Nel dopo-Gheddafi gli islamisti si preparano a prendere il potere in Libia
di Guido Ruotolo - 29/06/2012

Il rischio? Che la Libia diventi una Somalia al confine dell’Italia. È preoccupato Hafed Gaddur, ambasciatore della Libia a Roma fino a pochi giorni fa. La magistratura della nuova Libia l’ha assolto dalle accuse (anonime) di essere stato un «disonesto» e poco «patriota».
L’ambasciatore Gaddur ammette che quando con un grappolo di ambasciatori, nove giorni dopo l’inizio della rivolta contro Gheddafi, decise di aderire alla Rivoluzione, sperava «che la Libia sarebbe diventata una Svizzera dell’Africa»: «Ma oggi la situazione si presenta drammaticamente diversa».
È appena iniziata la campagna elettorale e il 7 luglio si voterà per l’Assemblea costituente, che dovrà redigere e approvare la nuova Costituzione. Lo scontro è tra lo schieramento integralista che vede al suo interno formazioni che vanno dai Fratelli Musulmani al Fronte nazionale per la salvezza della Libia, che prospettano una Costituzione fotocopia della Sharia, e l’Alleanza delle forze nazionali che ha fatto dell’Islam moderato il suo cavallo di battaglia.
In tutto il paese si registrano scontri armati. Bengasi da culla della Rivoluzione è diventata il regno della paura controllato soprattutto dagli integralisti, con agguati e sparatorie. Gli ultimi clamorosi attacchi hanno riguardato il consolato americano e il corteo d’auto dell’ambasciatore inglese in Libia.
Gli islamisti si sentono i padri e i martiri della Rivoluzione e non sanno cosa sia il rispetto delle regole, delle leggi, dello Stato. Qualsiasi contrasto i bengasini lo risolvono con l’uso della forza. Prevale la mentalità beduina. Qualche esempio? Il primo ministro El Kiebi viene circondato all’aeroporto e deve scappare per partire da un altro scalo.
«Naturalmente la forma dello Stato è, sarà materia di discussione nell’Assemblea costituente». L’ambasciatore Gaddur si ferma qui, però non è un mistero che in Libia si discuta su una forma di Stato federale come quando Re Idris nel 1952 si ritrovò il «Regno della Libia Unita».

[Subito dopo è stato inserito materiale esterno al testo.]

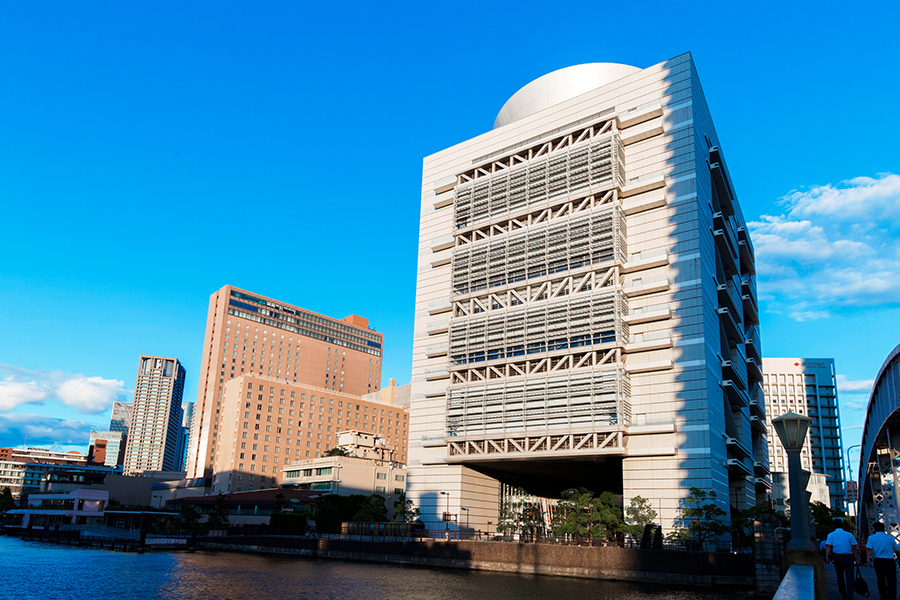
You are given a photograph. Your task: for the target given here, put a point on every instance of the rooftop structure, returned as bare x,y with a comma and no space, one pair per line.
267,424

Oggi nel paese regna il caos. La tribù Mashashia ha combattuto con Gheddafi e oggi è in guerra con la tribù Gontran di Zintan. Misurata è in guerra con Taurga i cui uomini si schierarono con Gheddafi. Per Misurata, Taurga deve «sparire». Lo stesso accade tra Zwarah e Jmail e Regdaline. Tra Sabratah e Zwarah. E a Kufra è peggio ancora. A Derna, regno dei qaedisti e degli integralisti islamici, tutti gli occidentali, anche dei «paesi amici» come la Francia «sono nemici perché occidentali».
La Libia è una polveriera, non c’è polizia e l’esercito nazionale, lasciando alle milizie il controllo del territorio. Poco più di un mese fa sulla strada per l’aeroporto di Tripoli è stata trovata una fossa comune: mille morti. Molti avevano in tasca ancora i cellulari.
Con il vento della rivincita islamista che soffia dall’Egitto al Maghreb, la possibilità che il responso delle urne consegni la Libia agli estremisti è reale.